🤖 AI Summary
Existing attention-based neural solvers for the Vehicle Routing Problem (VRP) exhibit insufficient robustness under heterogeneous data distributions and suffer significant performance degradation when node features are highly similar or decision horizons are long. This work proposes a novel framework that, for the first time, integrates discrete noise graph diffusion into VRP solving by combining constraint-aware assignment matrix diffusion with an autoregressive neural solver. The approach dynamically generates and adaptively incorporates global structural constraints, effectively fusing local node features with global problem structure.
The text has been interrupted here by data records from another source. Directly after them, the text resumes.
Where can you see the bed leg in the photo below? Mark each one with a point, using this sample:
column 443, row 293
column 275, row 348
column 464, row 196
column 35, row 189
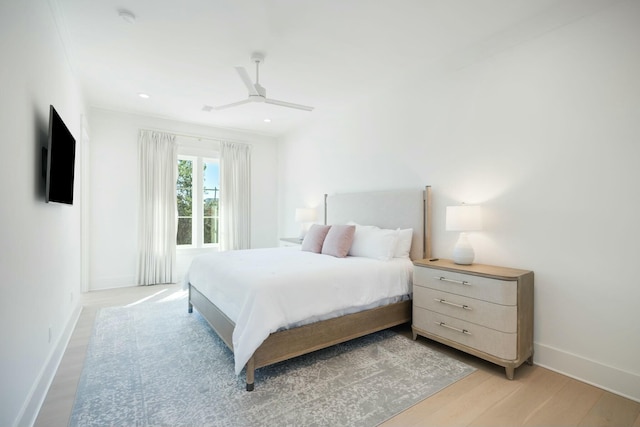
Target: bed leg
column 250, row 374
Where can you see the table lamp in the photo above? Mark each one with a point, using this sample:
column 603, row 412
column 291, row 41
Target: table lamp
column 463, row 218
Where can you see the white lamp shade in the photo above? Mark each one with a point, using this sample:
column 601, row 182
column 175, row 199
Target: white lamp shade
column 464, row 218
column 305, row 214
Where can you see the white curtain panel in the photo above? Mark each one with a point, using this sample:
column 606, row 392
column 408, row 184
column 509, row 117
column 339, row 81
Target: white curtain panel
column 235, row 196
column 158, row 165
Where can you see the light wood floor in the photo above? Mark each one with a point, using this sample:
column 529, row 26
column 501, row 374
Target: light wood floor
column 536, row 397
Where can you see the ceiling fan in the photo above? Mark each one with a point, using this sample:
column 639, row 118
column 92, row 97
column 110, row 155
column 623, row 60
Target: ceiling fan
column 257, row 93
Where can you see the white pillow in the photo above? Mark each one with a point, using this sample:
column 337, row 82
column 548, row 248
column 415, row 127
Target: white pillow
column 373, row 242
column 403, row 247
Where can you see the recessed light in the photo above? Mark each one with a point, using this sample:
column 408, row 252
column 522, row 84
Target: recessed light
column 127, row 16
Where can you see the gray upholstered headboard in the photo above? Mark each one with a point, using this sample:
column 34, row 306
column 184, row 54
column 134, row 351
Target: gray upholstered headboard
column 386, row 209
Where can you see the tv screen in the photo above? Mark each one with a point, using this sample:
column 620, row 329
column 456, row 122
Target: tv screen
column 61, row 156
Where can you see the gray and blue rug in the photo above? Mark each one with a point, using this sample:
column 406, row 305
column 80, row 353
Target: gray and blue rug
column 153, row 364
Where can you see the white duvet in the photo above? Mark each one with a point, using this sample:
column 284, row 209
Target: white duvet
column 264, row 290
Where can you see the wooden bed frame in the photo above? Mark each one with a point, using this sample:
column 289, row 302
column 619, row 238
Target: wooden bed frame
column 289, row 343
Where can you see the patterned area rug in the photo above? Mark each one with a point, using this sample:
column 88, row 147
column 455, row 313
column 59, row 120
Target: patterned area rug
column 153, row 364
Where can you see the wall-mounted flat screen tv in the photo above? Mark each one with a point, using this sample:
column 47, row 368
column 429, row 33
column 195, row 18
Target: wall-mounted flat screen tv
column 60, row 160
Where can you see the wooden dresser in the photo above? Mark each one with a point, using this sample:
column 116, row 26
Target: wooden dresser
column 483, row 310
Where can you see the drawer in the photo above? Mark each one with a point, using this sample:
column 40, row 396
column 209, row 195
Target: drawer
column 503, row 292
column 495, row 316
column 496, row 343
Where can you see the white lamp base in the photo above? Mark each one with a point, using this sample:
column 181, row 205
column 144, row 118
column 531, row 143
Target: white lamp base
column 463, row 252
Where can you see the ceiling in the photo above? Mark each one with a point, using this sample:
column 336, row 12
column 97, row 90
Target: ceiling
column 328, row 54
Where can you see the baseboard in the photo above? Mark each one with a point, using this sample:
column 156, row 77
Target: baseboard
column 35, row 399
column 591, row 372
column 102, row 283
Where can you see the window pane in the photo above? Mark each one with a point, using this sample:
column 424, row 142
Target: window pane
column 184, row 231
column 184, row 192
column 211, row 197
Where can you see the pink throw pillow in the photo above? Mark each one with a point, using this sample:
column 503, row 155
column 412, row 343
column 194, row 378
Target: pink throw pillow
column 314, row 238
column 338, row 240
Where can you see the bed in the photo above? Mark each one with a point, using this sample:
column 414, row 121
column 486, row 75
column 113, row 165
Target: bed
column 393, row 210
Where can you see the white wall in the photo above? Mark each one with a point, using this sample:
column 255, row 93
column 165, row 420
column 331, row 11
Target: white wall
column 114, row 192
column 546, row 136
column 40, row 255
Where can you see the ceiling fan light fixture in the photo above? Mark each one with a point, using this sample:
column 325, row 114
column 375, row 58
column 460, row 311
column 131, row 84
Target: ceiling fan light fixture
column 258, row 93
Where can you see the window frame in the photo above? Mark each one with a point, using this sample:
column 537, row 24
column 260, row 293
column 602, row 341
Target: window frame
column 198, row 157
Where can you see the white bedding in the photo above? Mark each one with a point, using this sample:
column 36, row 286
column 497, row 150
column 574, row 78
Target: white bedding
column 264, row 290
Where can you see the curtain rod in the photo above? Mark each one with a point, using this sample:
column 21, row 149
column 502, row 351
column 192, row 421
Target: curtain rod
column 199, row 137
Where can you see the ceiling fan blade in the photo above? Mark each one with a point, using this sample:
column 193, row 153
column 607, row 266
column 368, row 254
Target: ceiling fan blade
column 242, row 72
column 233, row 104
column 288, row 104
Systematic evaluation across 378 combinatorial scenarios demonstrates its robustness, achieving state-of-the-art performance on multiple benchmark datasets—particularly outperforming existing heuristic and neural methods under complex heterogeneous distributions.
📝 Abstract
Over the past decade, neural network solvers powered by generative artificial intelligence have garnered significant attention in the domain of vehicle routing problems (VRPs), owing to their exceptional computational efficiency and superior reasoning capabilities. In particular, autoregressive solvers integrated with reinforcement learning have emerged as a prominent trend. However, much of the existing work emphasizes large-scale generalization of neural approaches while neglecting the limited robustness of attention-based methods across heterogeneous distributions of problem parameters. Their improvements over heuristic search remain largely restricted to hand-curated, fixed-distribution benchmarks. Furthermore, these architectures tend to degrade significantly when node representations are highly similar or when tasks involve long decision horizons. To address the aforementioned limitations, we propose a novel fusion neural network framework that employs a discrete noise graph diffusion model to learn the underlying constraints of vehicle routing problems and generate a constraint assignment matrix. This matrix is subsequently integrated adaptively into the feature representation learning and decision process of the autoregressive solver, serving as a graph structure mask that facilitates the formation of solutions characterized by both global vision and local feature integration. To the best of our knowledge, this work represents the first comprehensive experimental investigation of neural network model solvers across a 378-combinatorial space spanning four distinct dimensions within the CVRPlib public dataset. Extensive experimental evaluations demonstrate that our proposed fusion model effectively captures and leverages problem constraints, achieving state-of-the-art performance across multiple benchmark datasets.